The sensor has been well received by end-users due to its compact size, resistance to acidic gas interference, and long service life. Its specific applications are as follows:
  1. Online flue gas analyzers
    At present, zirconia or partial-pressure lead-oxygen sensors are widely used for online oxygen monitoring in China. The theoretical service life of the latter is nearly 5 years, but in practice, it only lasts about one year due to fluctuations in intake temperature and humidity. Moreover, its weak resistance to high-concentration acidic gas interference limits its application scope.
    The S+4OXLF is immune to intake temperature and humidity changes and can operate stably for 5 years even under high-concentration acidic gas interference, significantly reducing maintenance costs (product replacement and travel expenses) caused by sensor failure within the warranty period.
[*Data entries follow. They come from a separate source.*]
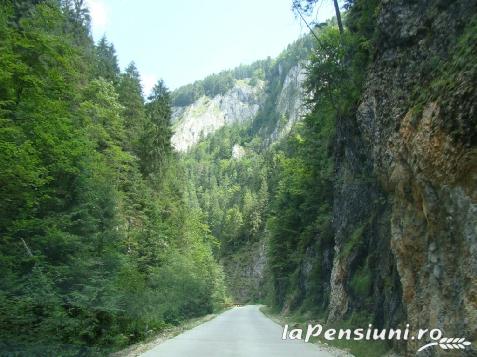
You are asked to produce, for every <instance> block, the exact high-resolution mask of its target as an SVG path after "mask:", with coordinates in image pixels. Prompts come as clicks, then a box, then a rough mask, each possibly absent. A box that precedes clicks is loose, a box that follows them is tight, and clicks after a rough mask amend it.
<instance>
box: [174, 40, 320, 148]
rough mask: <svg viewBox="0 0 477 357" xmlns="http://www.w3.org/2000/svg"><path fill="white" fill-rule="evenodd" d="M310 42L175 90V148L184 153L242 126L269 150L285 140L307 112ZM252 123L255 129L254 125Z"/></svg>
mask: <svg viewBox="0 0 477 357" xmlns="http://www.w3.org/2000/svg"><path fill="white" fill-rule="evenodd" d="M311 45H312V41H311V38H310V37H309V36H306V37H304V38H302V39H300V40H298V41H297V42H296V43H294V44H292V45H290V46H289V48H288V49H287V50H285V51H284V52H283V53H282V54H281V55H280V56H279V57H278V58H277V59H276V60H274V61H272V60H270V59H267V60H263V61H257V62H255V63H253V64H252V65H249V66H244V65H243V66H240V67H237V68H235V69H234V70H230V71H224V72H221V73H219V74H216V75H212V76H209V77H207V78H206V79H204V80H202V81H197V82H195V83H193V84H191V85H187V86H185V87H181V88H179V89H177V90H176V91H175V92H174V93H173V94H172V95H173V98H174V99H175V100H174V101H173V104H174V105H175V106H174V107H173V116H172V122H173V123H174V135H173V137H172V144H173V146H174V147H175V149H176V150H178V151H181V152H185V151H187V150H188V149H189V148H190V147H191V146H193V145H195V144H197V143H198V142H199V141H200V140H201V139H204V138H205V137H206V136H207V135H209V134H212V133H214V132H216V131H217V130H218V129H220V128H221V127H223V126H225V125H233V124H244V125H245V126H248V127H252V128H253V133H252V135H256V134H258V132H259V131H260V135H261V136H262V137H264V138H265V139H266V140H265V141H266V143H265V144H267V145H269V144H271V143H273V142H276V141H277V140H278V139H280V138H282V137H283V136H284V135H286V134H287V133H288V132H289V131H290V130H291V127H292V125H293V123H295V122H296V121H297V120H298V118H299V116H300V115H301V113H302V111H303V106H302V100H303V89H302V84H303V81H304V79H305V72H306V71H305V66H306V60H307V58H308V56H309V50H310V48H311ZM252 122H253V123H252Z"/></svg>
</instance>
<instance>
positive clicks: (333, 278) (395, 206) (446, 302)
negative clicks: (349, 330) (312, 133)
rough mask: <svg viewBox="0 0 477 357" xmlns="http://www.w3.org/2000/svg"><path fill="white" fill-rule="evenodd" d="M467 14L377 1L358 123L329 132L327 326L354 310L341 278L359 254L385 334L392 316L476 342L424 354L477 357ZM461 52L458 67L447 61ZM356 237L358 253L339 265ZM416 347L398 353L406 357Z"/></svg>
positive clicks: (475, 196) (344, 259)
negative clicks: (370, 285) (365, 269)
mask: <svg viewBox="0 0 477 357" xmlns="http://www.w3.org/2000/svg"><path fill="white" fill-rule="evenodd" d="M476 7H477V3H476V1H475V0H466V1H464V0H461V1H437V0H436V1H414V2H410V1H404V0H387V1H383V2H382V3H381V5H380V9H379V15H378V27H379V38H378V40H377V44H378V46H377V53H376V54H375V58H374V60H373V62H372V65H371V67H370V69H369V75H368V79H367V83H366V86H365V88H366V89H365V93H364V96H363V100H362V102H361V104H360V106H359V110H358V113H357V116H356V118H352V119H350V124H344V123H339V124H338V128H337V145H338V148H341V149H340V150H341V152H339V154H338V156H337V158H336V160H337V161H336V162H337V178H338V179H337V182H338V183H337V186H336V187H335V191H336V192H335V193H336V199H335V214H334V217H335V221H334V224H335V230H336V245H335V261H334V265H333V272H332V282H331V283H332V284H331V285H332V288H331V289H332V292H331V296H330V310H329V319H330V320H335V319H339V318H341V317H343V316H344V315H345V314H346V313H347V312H348V313H349V312H350V311H352V310H353V307H352V306H351V305H352V304H353V303H358V305H359V301H358V302H357V301H356V299H354V298H353V297H352V292H351V291H352V289H351V288H350V280H351V279H352V276H351V273H350V272H351V271H356V265H354V264H358V266H360V264H362V262H360V258H359V256H360V255H362V254H364V255H363V256H368V263H367V264H368V266H369V265H370V261H369V259H370V258H369V257H373V258H371V259H372V261H373V264H372V266H373V268H372V269H371V274H372V275H373V277H374V283H373V284H374V287H373V291H375V292H379V293H377V294H376V295H375V298H374V299H373V301H374V305H375V308H376V309H379V308H380V306H381V309H382V311H381V312H380V313H379V314H377V315H376V316H377V317H378V318H379V319H382V320H383V321H384V322H386V321H387V323H386V324H389V322H390V321H391V322H392V318H393V317H394V318H395V316H399V314H396V313H394V314H393V311H401V313H400V314H401V316H402V318H403V321H407V322H408V323H409V324H410V325H411V326H412V327H413V328H440V329H441V330H442V331H443V332H444V334H445V336H446V337H454V336H457V337H466V338H467V339H468V340H470V341H474V347H473V348H474V349H470V350H469V349H468V350H466V351H465V352H463V351H451V352H447V351H444V350H441V349H438V348H437V349H432V350H431V349H430V350H428V351H427V352H426V353H428V355H444V354H445V355H446V356H452V355H455V356H466V355H469V356H470V355H475V354H476V350H475V341H476V339H477V299H476V296H477V151H476V140H475V138H476V133H477V128H476V103H477V94H476V86H475V83H476V80H477V78H476V76H475V73H476V71H475V61H476V60H477V58H476V55H477V51H476V49H475V46H476V41H475V22H476V13H477V10H476ZM469 28H470V29H469ZM466 36H467V37H469V36H470V38H473V40H469V39H468V38H467V40H466ZM463 41H464V42H465V41H467V42H466V43H465V44H464V51H463V52H462V53H463V55H465V56H468V57H467V58H464V59H462V58H461V60H463V61H464V62H465V63H467V64H465V63H464V64H461V63H460V62H458V61H459V58H456V53H457V51H458V48H459V43H462V42H463ZM458 56H460V55H459V54H457V57H458ZM454 62H455V63H454ZM472 62H473V63H474V67H472V66H469V65H468V63H472ZM447 69H449V70H447ZM438 71H440V72H438ZM446 71H447V72H448V73H446ZM443 72H444V73H443ZM443 76H447V77H445V78H444V77H443ZM435 88H437V89H435ZM433 90H434V92H432V91H433ZM422 92H429V93H430V95H423V94H422ZM431 94H432V95H431ZM349 177H353V178H355V179H356V178H358V177H363V178H369V180H367V182H364V181H363V182H359V181H356V180H353V181H352V182H347V181H346V178H349ZM340 181H341V182H344V183H339V182H340ZM363 223H364V227H363V226H362V225H363ZM361 227H362V228H361ZM358 228H361V231H360V232H358V233H360V234H361V235H362V241H363V242H365V245H364V246H367V247H368V248H367V249H368V250H367V252H364V253H363V252H361V253H360V252H359V251H358V252H357V253H356V254H354V255H353V254H351V255H348V256H343V255H342V254H340V252H342V251H343V249H344V247H345V246H346V244H349V242H350V240H351V239H352V236H353V232H355V231H356V230H357V229H358ZM360 249H361V250H363V248H360ZM352 267H354V268H353V269H351V268H352ZM387 275H388V276H390V277H391V279H390V280H389V279H387V278H386V276H387ZM376 277H378V279H377V280H376ZM401 288H402V295H401V291H400V290H401ZM379 289H381V291H379ZM399 295H401V297H400V296H399ZM376 299H378V300H376ZM399 300H402V307H400V304H401V302H400V301H399ZM379 301H381V303H382V304H381V305H380V304H378V302H379ZM359 308H360V307H359V306H356V309H359ZM389 319H391V320H389ZM422 344H423V343H422V341H421V342H417V341H410V342H409V343H408V344H407V345H406V346H401V347H402V348H403V349H404V351H405V354H407V355H410V356H411V355H414V354H415V352H416V350H417V348H418V347H420V346H421V345H422Z"/></svg>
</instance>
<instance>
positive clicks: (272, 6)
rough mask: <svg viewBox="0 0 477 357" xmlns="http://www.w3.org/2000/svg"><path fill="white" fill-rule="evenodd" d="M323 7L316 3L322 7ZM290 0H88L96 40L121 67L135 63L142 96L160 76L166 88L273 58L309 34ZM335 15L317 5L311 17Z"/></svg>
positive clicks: (189, 81) (92, 23)
mask: <svg viewBox="0 0 477 357" xmlns="http://www.w3.org/2000/svg"><path fill="white" fill-rule="evenodd" d="M320 2H321V3H320ZM291 3H292V0H176V1H174V0H87V4H88V6H89V8H90V13H91V17H92V31H93V37H94V38H95V40H98V39H99V38H101V36H103V34H106V36H107V38H108V39H109V40H110V41H112V42H113V43H114V46H115V48H116V52H117V55H118V59H119V64H120V66H121V68H122V69H123V68H124V67H125V66H127V64H128V63H129V62H131V61H132V60H134V61H135V62H136V65H137V67H138V68H139V71H140V72H141V76H142V81H143V86H144V90H145V93H146V94H147V93H148V91H149V90H150V88H152V86H153V85H154V83H155V82H156V81H157V80H158V79H160V78H162V79H164V80H165V82H166V84H167V85H168V86H169V88H171V89H174V88H177V87H179V86H181V85H184V84H187V83H190V82H193V81H194V80H197V79H201V78H203V77H205V76H206V75H208V74H211V73H216V72H219V71H221V70H224V69H229V68H233V67H236V66H238V65H239V64H241V63H245V64H248V63H251V62H253V61H255V60H258V59H262V58H266V57H267V56H271V57H274V56H276V55H278V54H279V53H280V52H281V51H282V50H283V49H284V48H285V47H286V46H287V44H289V43H290V42H293V41H294V40H295V39H297V38H298V37H299V36H300V35H301V34H304V33H306V32H307V29H306V27H305V26H304V24H303V23H301V22H300V21H299V19H296V18H295V17H294V15H293V12H292V11H291ZM332 15H333V6H332V1H331V0H320V1H319V3H318V12H317V14H315V15H313V16H312V19H314V18H317V19H318V20H320V21H323V20H325V19H327V18H330V17H331V16H332Z"/></svg>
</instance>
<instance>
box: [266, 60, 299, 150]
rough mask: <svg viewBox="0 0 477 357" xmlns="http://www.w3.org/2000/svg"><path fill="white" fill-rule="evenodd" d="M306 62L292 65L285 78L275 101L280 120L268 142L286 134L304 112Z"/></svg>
mask: <svg viewBox="0 0 477 357" xmlns="http://www.w3.org/2000/svg"><path fill="white" fill-rule="evenodd" d="M305 66H306V63H303V64H298V65H296V66H294V67H292V68H291V69H290V70H289V71H288V74H287V76H286V77H285V80H284V81H283V87H282V90H281V92H280V95H279V97H278V101H277V112H278V113H279V114H280V117H281V119H280V121H279V122H278V123H277V124H276V125H275V129H274V130H273V132H272V134H271V135H270V142H271V143H273V142H276V141H278V140H280V139H281V138H283V137H284V136H285V135H286V134H288V133H289V132H290V130H291V128H292V127H293V124H295V123H296V122H297V120H299V119H300V118H301V117H302V116H303V114H305V107H304V105H303V99H304V91H303V82H304V81H305V78H306V68H305Z"/></svg>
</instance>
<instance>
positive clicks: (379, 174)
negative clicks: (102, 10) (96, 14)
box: [0, 0, 477, 356]
mask: <svg viewBox="0 0 477 357" xmlns="http://www.w3.org/2000/svg"><path fill="white" fill-rule="evenodd" d="M316 5H317V1H315V0H302V1H300V0H295V1H293V2H292V1H290V6H291V7H293V9H294V10H295V12H296V14H297V15H300V16H301V14H305V15H306V14H310V13H312V11H313V9H314V7H315V6H316ZM476 9H477V2H476V1H474V0H472V1H467V0H465V1H464V0H453V1H440V0H431V1H424V0H422V1H417V2H406V1H399V0H393V1H387V2H380V1H377V0H354V1H351V0H350V1H345V2H344V6H343V10H344V11H342V13H341V14H339V12H338V13H337V14H338V15H341V17H340V18H339V19H336V18H334V19H332V20H329V21H327V22H326V23H321V24H310V25H311V27H310V30H311V31H313V33H308V34H306V35H304V36H302V37H301V38H299V39H297V40H296V41H295V42H294V43H292V44H290V45H289V46H288V47H287V48H286V49H284V51H283V52H282V53H281V54H280V55H279V56H278V57H276V58H270V57H269V58H266V59H263V60H258V61H256V62H254V63H252V64H250V65H240V66H239V67H236V68H234V69H228V70H224V71H222V72H220V73H216V74H211V75H210V76H207V77H206V78H204V79H203V80H199V81H195V82H194V83H191V84H188V85H185V86H183V87H180V88H177V89H175V90H174V91H169V90H168V88H167V86H166V84H165V83H164V82H163V81H162V80H161V81H158V83H157V84H156V85H155V86H154V88H153V90H152V92H151V94H150V95H149V96H147V98H145V96H144V93H143V90H142V87H141V82H140V74H139V72H138V69H137V68H136V66H135V64H134V63H131V64H130V65H129V66H128V67H127V68H126V69H124V70H123V71H121V70H120V68H119V65H118V60H117V55H116V51H115V48H114V45H113V44H112V43H110V42H109V41H108V40H107V39H106V38H102V39H101V40H100V41H98V42H97V43H95V42H94V41H93V39H92V36H91V29H90V27H91V24H90V21H91V20H90V15H89V12H88V9H87V8H86V7H85V6H83V1H80V0H77V1H76V0H21V1H19V0H7V1H5V2H4V3H3V4H2V5H0V123H1V124H0V146H1V150H0V236H1V242H0V274H1V276H2V279H1V280H0V284H1V285H0V355H3V354H5V355H45V356H46V355H48V356H50V355H61V356H68V355H71V356H75V355H100V356H102V355H106V354H108V353H110V352H113V351H117V350H119V349H121V348H123V347H125V346H128V345H131V344H133V343H135V342H138V341H142V340H144V339H146V338H148V337H150V336H153V335H155V334H157V333H158V332H161V331H163V330H164V329H166V328H168V327H170V326H174V325H180V324H181V323H182V322H184V321H185V320H188V319H190V318H193V317H198V316H203V315H205V314H208V313H211V312H214V311H220V310H221V309H223V308H226V307H228V306H230V305H231V304H232V303H240V304H245V303H262V304H266V305H268V306H269V307H270V308H271V311H273V312H276V313H281V314H286V315H290V314H295V316H300V317H301V318H302V319H303V320H304V321H310V320H316V321H320V322H322V323H328V324H331V325H332V326H346V327H350V326H354V327H365V326H367V324H368V323H371V324H373V325H374V326H376V327H379V328H388V327H400V326H403V324H405V323H410V324H412V326H413V327H414V328H429V327H436V328H441V329H446V333H447V334H448V335H449V336H450V335H452V336H453V335H456V336H462V337H466V338H467V339H468V340H469V341H475V333H476V330H475V326H477V325H476V321H477V319H476V315H475V311H476V308H477V307H476V305H475V292H476V291H477V290H476V284H475V276H476V266H477V265H476V261H477V258H476V255H475V254H476V253H475V252H476V250H475V249H473V248H472V247H475V239H476V233H475V223H476V222H477V221H476V215H475V197H476V196H475V187H477V186H475V175H474V174H475V168H476V167H477V165H475V138H476V136H475V135H476V132H477V129H476V123H475V110H476V108H475V103H477V94H476V91H475V83H476V82H477V66H476V61H475V59H476V58H477V48H476V44H477V41H476V38H477V19H476V14H477V11H476ZM290 15H291V16H292V14H291V12H290ZM302 78H303V79H302ZM251 93H252V94H253V95H252V94H251ZM257 93H258V94H257ZM254 96H255V97H258V98H255V97H254ZM252 97H253V100H252V99H250V98H252ZM214 100H215V102H214ZM204 103H205V104H204ZM210 103H212V104H210ZM214 103H215V104H214ZM298 107H300V110H297V108H298ZM224 108H225V109H224ZM250 108H252V109H253V108H254V109H253V110H249V109H250ZM222 110H228V111H227V112H226V114H224V112H222ZM230 113H231V114H233V115H235V114H236V116H237V118H238V119H237V120H235V119H234V120H235V121H234V120H232V119H233V118H232V119H231V118H230V117H229V118H227V115H228V114H230ZM244 113H246V114H247V113H253V116H251V117H248V116H247V115H248V114H247V115H245V114H244ZM192 114H193V115H197V117H196V116H192V119H194V118H200V117H201V115H202V117H204V118H207V120H210V121H211V123H212V124H214V123H215V122H214V120H217V122H220V123H219V124H220V125H221V126H220V127H219V126H217V129H216V130H214V131H211V132H208V134H207V135H202V133H199V134H201V135H200V140H199V141H198V142H196V143H192V145H186V146H184V147H187V150H175V149H174V145H173V140H172V139H173V138H174V135H176V134H177V129H178V128H181V127H182V128H184V127H185V129H186V130H189V129H190V130H191V131H192V129H194V128H189V127H187V126H188V125H189V126H190V125H192V124H194V123H193V122H192V124H191V120H189V121H188V120H186V119H187V116H188V115H189V116H190V115H192ZM233 115H232V116H233ZM217 118H218V119H217ZM189 119H190V118H189ZM219 119H220V120H219ZM226 119H227V120H228V121H227V120H226ZM194 130H196V128H195V129H194ZM197 130H198V129H197ZM176 149H177V148H176ZM472 175H474V176H472ZM429 302H432V303H429ZM431 325H432V326H431ZM391 347H392V348H394V349H395V350H397V351H400V352H403V353H408V354H413V353H415V351H416V350H417V347H418V346H417V345H416V342H413V341H408V342H406V341H398V342H395V343H393V344H392V345H391V344H389V345H387V346H385V348H384V350H383V351H378V352H379V353H380V352H382V353H384V352H386V350H387V349H389V348H391ZM378 352H375V353H376V354H375V355H379V354H378ZM473 352H475V350H470V351H469V352H468V353H469V354H468V355H469V356H470V355H472V353H473ZM451 353H452V352H451ZM456 353H457V352H456ZM358 355H359V354H358ZM362 355H366V356H370V354H366V353H365V354H362ZM436 355H439V352H437V354H436ZM456 355H457V354H456Z"/></svg>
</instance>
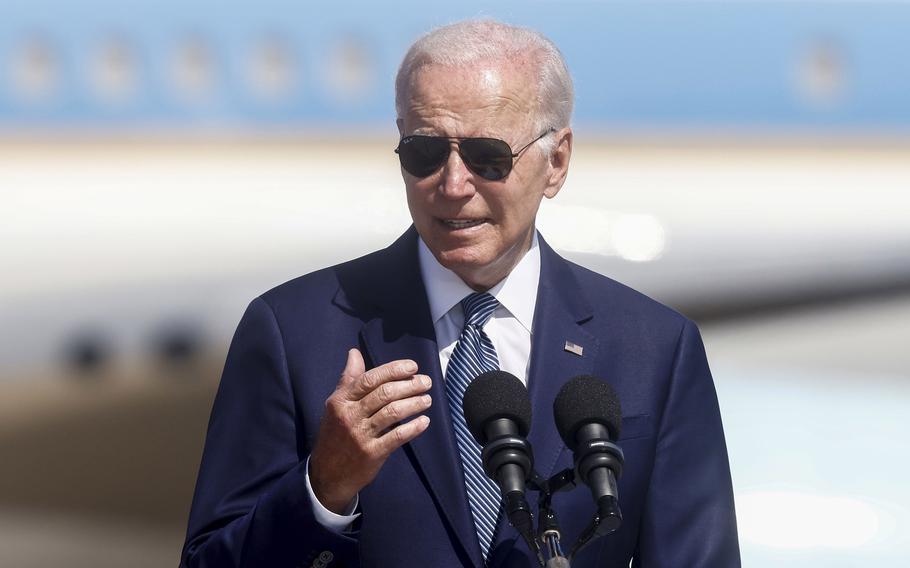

  2. Combustion efficiency analyzers
    Currently, combustion efficiency analyzers are mainly used for industrial boiler efficiency analysis. With the increasing popularity of civil boilers in households, especially the successful application of condensing boilers, the household heating market will experience explosive growth, driving the expanding demand for combustion efficiency analyzers and improving monitoring mechanisms. Both boiler manufacturers and maintenance service providers will need to equip such analyzers.
  3. Portable flue gas analyzers
    Most domestic flue gas analyzers adopt a box-type structure, equipped with lead-oxygen sensors and bulky Series 3 toxic gas sensors. The S+4OXLF can serve as a replacement, helping instrument manufacturers develop lighter, thinner, shorter, and more compact products.